At the request of the Northwestern Band of the Shoshone Nation, the so-called “Sham Battle” will be updated so it “depicts historical accuracy and may tell a story rich in heritage and culture,” the city wrote in a letter to residents posted Sunday.
Wellsville officials “agree our depiction of the Native Americans portrayed in the annual Founder’s Day Sham Battle does not convey the relationship the pioneers had, or the respect we have today, for our Native American neighbors.”
“Wellsville city meant no disrespect. We apologize if we’ve offended anyone.”

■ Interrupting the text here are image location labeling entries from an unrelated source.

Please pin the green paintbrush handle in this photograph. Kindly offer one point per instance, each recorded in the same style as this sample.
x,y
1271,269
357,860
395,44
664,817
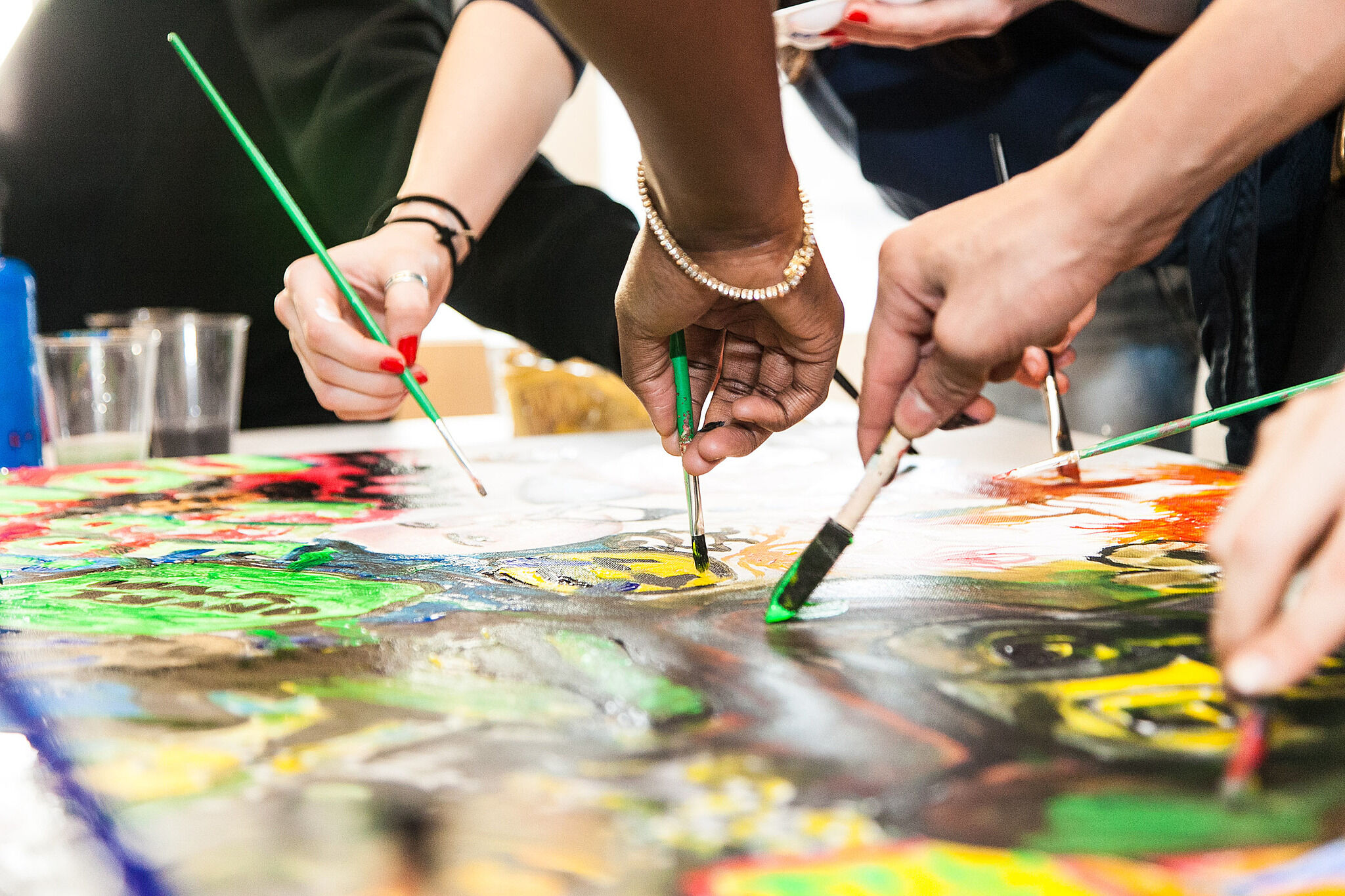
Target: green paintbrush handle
x,y
682,381
296,215
1172,427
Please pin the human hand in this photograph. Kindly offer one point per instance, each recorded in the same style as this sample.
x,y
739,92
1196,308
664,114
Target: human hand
x,y
1287,513
920,24
349,371
965,291
770,363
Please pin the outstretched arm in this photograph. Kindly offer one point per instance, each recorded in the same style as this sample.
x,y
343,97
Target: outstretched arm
x,y
699,83
498,86
966,288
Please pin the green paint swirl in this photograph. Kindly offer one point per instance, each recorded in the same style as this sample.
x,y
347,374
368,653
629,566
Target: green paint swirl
x,y
185,598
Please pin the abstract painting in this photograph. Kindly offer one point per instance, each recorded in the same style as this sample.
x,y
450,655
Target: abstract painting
x,y
345,673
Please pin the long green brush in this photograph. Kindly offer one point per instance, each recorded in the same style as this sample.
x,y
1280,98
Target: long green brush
x,y
685,433
1173,427
310,236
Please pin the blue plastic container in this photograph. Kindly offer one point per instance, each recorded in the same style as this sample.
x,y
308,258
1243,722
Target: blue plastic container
x,y
20,427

The city and tribal leaders mutually decided to sit down together after the Sham Battle gained widespread attention with a column and video from The Salt Lake Tribune’s Robert Gehrke.
The footage shows Cache Valley residents in head dresses circling pioneer wagons, whooping and hollering on horseback, with a teepee nearby and a fake cabin on fire. The enactment, part of the town’s Founders’ Day Parade, has been going on since at least 1930. Thousands attended this year’s portrayal on Sept. 4.
Mayor Thomas Bailey has said the mock fight represents the emergency drills that early settlers conducted to protect themselves against possible raids. The narration at the event says “even with the capture of their own children, the settlers stayed. They were determined to make this their home.”
It also mentions the January 1863 “Battle of Bear River” (now classified by historians as a massacre), but the mayor said the city’s event is not actually related to the killing of an estimated 250 Shoshones by U.S. Army volunteers near Preston, Idaho. That massacre — which included beatings of children and the rape of women — is considered one of the deadliest in American history.
The Salt Lake Tribune will update this story throughout the day.